I described it at the time as the “sentimental education” of the military (plagiarising Flaubert wholly out of context). For its own reasons (not least of which the top priority of maintaining the soundness and internal discipline of the armed forces) the military command was hesitant to shoot into the crowds. There is little doubt in my mind that however illusion-laden the “one hand” might have been, it helped check the impulse to shoot.

And even at the height of the revolution’s confrontation with military rule, with all its brutality and blood-drenched repression, the Egyptian military’s need to justify its actions, to maintain even a shadow of its positive image among the people, would continue to act as a check on its repressive impulses. Sceptical? See: Syria.

It would also go a long way towards fomenting intense dissatisfaction with SCAF’s leadership within military ranks, which would ultimately lead to the overthrow of SCAF at military hands.

Already in decline, the Muslim Brotherhood would nevertheless find itself at the summit of Egyptian state and society. Who to thank? Why, the paradoxical agency of a rebellious, revolutionary people. With no help from the Brotherhood, the ongoing revolution had weakened, demoralised and undermined the “senior partner” so resoundingly, SCAF all but gave up.

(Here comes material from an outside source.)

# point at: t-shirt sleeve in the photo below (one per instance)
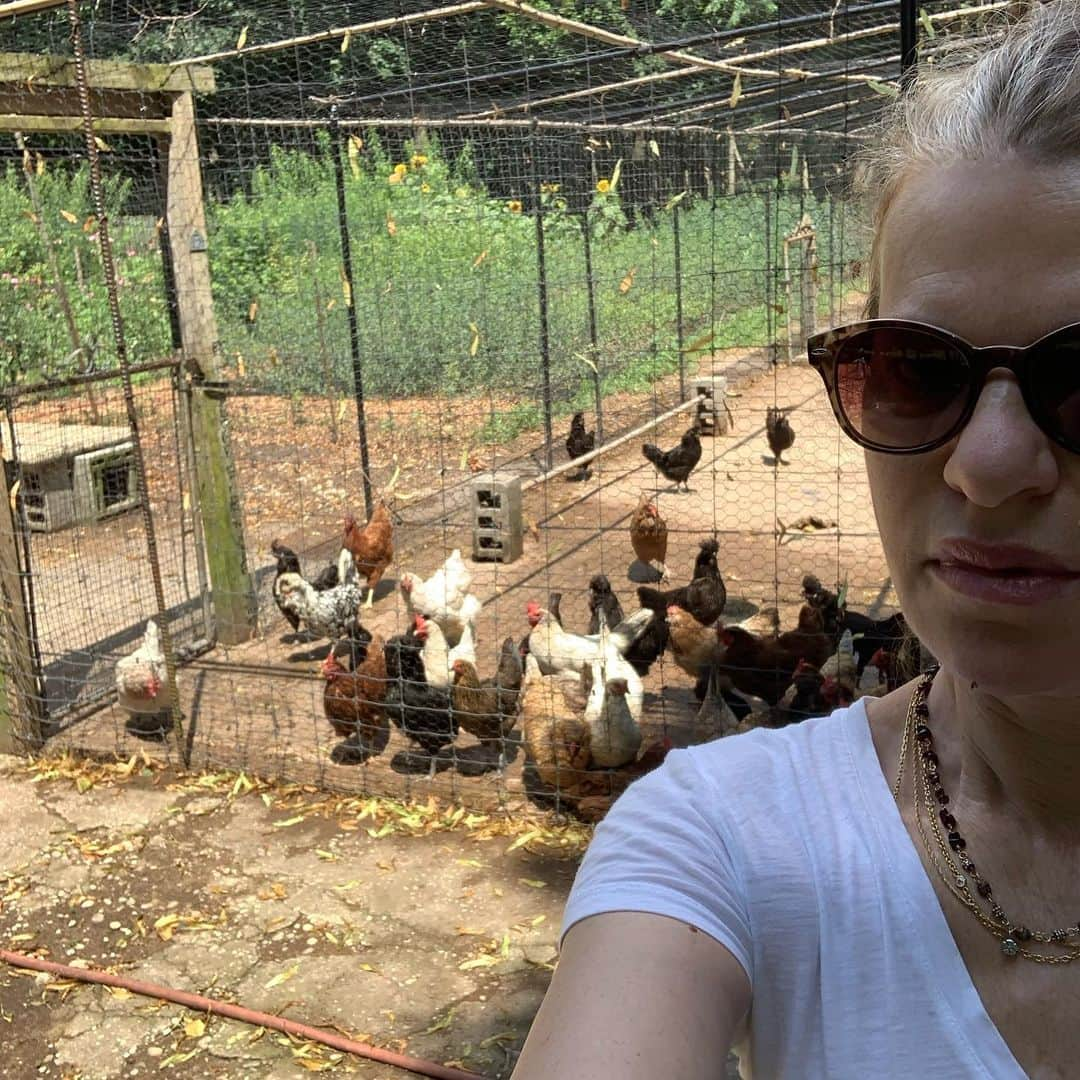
(664, 849)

SCAF’s last ditch effort to stave off the inevitable – characteristically foolish and ill-advised – was to try and mobilise to the fullest extent possible the shattered “remnants” of the Mubarak regime, backing a verbally challenged (even more so than the Muslim Brotherhood’s Morsi, if you can believe it), corruption-tainted symbol of that regime, Maj. Gen. (rtd.) Ahmed Shafiq, for the presidency.

The great “lemon squeeze” would tip the balance in the Brotherhood’s favour.

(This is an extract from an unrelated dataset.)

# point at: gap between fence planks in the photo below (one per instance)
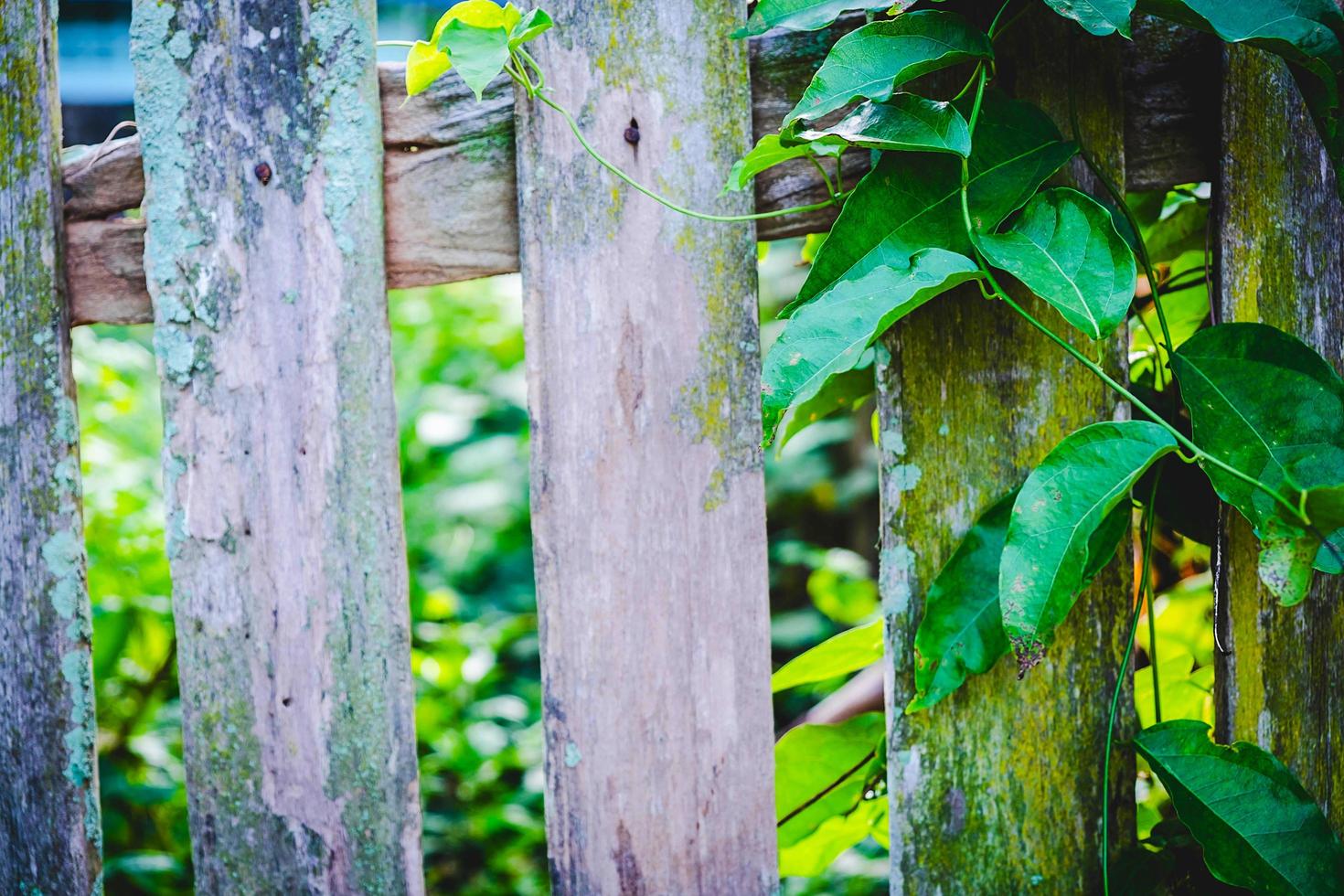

In Egyptian popular idiom, inferior food is made more palatable by squeezing a lemon on it. Faced with two bad choices, the bulk of revolutionary Egypt would drench themselves with lemon juice, and opt for the Brotherhood’s Morsi in the second phase of the presidential election.

In a poll rooted in fear on both sides (wherein both Morsi and his contender would garner the balance of their votes not for love of either of them, but out of dread of the other), the Egyptian electorate would show it dreaded Mubarakist Shafiq more than Muslim Brother Morsi by two percentage points.